Example 1.
1.
Go to Search
at top of the web page.
2.
Paste NP_757069.1 in the search box and
click on the search button.

3.
The resulting page shows you the results of domain searches for the
annotated protein (defined as frame +1) and the putative protein
derived from the alternate ORF (Figure 1). In the case of this
example, the putative protein is derived from the translation of
alternate frame -1. (Figure 1)
4.
Exploring the results buttons shows that the annotated protein
NP_757069.1 has no known domains or motifs but the putative protein
from frame -1 has a hit with COG1027 (Fig. 2). This is an example of
potential mis-annotation where frame -1 is the more likely gene
candidate. (Figure 2)
Example 2.
1. A BlastP search using NP_757069.1 (from Escherichia coli CFT073) against the microbial database at NCBI reveals one additional significant hit, NP_737680.1 in Corynebacterium efficiens YS-314. (Fig. 3) )
2. When the alternate ORFs of NP_737680.1 are evaluated using
AlterORF a putative protein from frame -1 has domain hits. This
suggests that one gene was mis-annotated and later the error was
extended to a second genome. This example shows how the use of
AlterORF as a tool during genome annotation could help reduce
potential annotation errors that can propagate later through other
genomes.
Search by organism.
1.
Go to page
Organism Search at the top of the page.
2.
Choose ”Mesorhizobium
loti MAFF303099, complete genome” in the organism list.
A table listing all Mesorhizobium loti MAFF303099 protein coding genes with at least one ORF will be shown. (Figure 4)
1.
You can click in a protein ID to go to the page described in the
section “Search by protein ID” of this tutorial. Choose NP_107992.1.
2.
Look at the PFAM table for each alternate ORF and the +1 gene.
3.
Both the +1 and -1 genes have hit in Pfam (pfam02530 and
pfam05244 respectively). This is an example of bad annotation in
the sense that a protein with a good Pfam hit was not annotated.

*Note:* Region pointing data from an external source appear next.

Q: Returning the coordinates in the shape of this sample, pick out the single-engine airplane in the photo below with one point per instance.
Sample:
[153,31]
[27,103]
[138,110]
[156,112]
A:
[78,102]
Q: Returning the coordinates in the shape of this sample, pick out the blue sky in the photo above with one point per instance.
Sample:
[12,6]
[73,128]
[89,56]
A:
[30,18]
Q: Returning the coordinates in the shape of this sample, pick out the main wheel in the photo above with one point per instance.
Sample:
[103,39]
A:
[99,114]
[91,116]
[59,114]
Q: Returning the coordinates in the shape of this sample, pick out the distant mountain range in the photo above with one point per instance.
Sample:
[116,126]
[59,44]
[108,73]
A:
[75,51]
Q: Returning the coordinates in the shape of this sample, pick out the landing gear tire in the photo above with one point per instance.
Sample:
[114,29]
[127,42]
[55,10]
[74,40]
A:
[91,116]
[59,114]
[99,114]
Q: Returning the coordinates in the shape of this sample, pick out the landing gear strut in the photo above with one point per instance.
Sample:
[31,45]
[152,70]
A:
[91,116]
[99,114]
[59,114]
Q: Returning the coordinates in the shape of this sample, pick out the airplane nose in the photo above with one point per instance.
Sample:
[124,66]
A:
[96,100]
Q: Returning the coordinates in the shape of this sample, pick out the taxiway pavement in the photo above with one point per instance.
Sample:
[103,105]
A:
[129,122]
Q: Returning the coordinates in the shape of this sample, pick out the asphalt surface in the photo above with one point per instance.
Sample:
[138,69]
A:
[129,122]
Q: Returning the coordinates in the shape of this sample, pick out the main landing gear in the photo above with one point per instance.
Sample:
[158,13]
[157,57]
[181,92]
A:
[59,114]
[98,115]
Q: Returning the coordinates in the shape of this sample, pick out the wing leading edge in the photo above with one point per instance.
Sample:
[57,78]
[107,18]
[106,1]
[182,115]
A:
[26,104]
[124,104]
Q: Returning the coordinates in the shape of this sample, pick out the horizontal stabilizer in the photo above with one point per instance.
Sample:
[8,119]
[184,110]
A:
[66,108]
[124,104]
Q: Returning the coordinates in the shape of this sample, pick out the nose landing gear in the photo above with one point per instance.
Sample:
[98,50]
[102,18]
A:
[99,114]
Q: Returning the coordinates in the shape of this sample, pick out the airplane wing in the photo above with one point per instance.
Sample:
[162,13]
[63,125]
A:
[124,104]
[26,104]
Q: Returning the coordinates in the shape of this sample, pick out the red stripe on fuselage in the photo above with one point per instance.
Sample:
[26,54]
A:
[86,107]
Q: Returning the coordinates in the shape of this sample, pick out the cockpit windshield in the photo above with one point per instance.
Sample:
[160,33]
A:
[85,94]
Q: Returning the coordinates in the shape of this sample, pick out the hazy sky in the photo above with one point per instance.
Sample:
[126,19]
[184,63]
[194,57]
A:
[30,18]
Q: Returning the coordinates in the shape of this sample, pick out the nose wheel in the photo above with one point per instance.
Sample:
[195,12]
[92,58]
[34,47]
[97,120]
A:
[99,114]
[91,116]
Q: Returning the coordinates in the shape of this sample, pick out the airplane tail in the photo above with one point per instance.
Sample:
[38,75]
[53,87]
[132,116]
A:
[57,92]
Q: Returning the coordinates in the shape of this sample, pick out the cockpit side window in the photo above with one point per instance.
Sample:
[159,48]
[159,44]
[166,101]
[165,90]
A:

Interestingly, this is the case that normal annotation pipelines
reject because people do not design the pipeline to find
overlapping genes. Conserved overlapping gene pairs have been
describe in Virus, Bacteria, Archeae and Eukarya and one the
aims of AlterORF Database is to make an insight I the biology of
this especial pair of genes.
Search by sequence.
1.
If you do not know the protein ID of you sequence of interest or it
is not in our data set you can start a sequence search pasting your
protein sequence at
here.
2.
From the resume table you can choose a protein ID (eventually yours)
and go to the page describe at
Search by protein ID in this tutorial.
What information
can I extract from alternate ORFs families?
The cross genera conservation of some alternate ORFs suggest that
they might represent new protein families or domains. Hierarchically
clustering was used to build sequence families using the hcluster_sg
software, developed as part of the
TreeFam project, because it is fast and avoids
loading the matrix to memory (our matrix is a square matrix of ~ 3
million elements). Blast e-values were normalized from 0 to 100
(with 100 meaning e-value = 0) with the formulae (–log10
(e-value))/2.
Some proteins will have a link to the corresponding alternate ORF
protein family. We make these families because they are useful to
find miss-annotation and search for new protein families encoded in
alternate ORFs. In this AlterORF release we have not curated the
protein families but for futures releases we will, probably
collapsing many families, and we will provide a method to evaluate
the significance of each family (taking in account organism G+C,
aminoacid usage and number of members).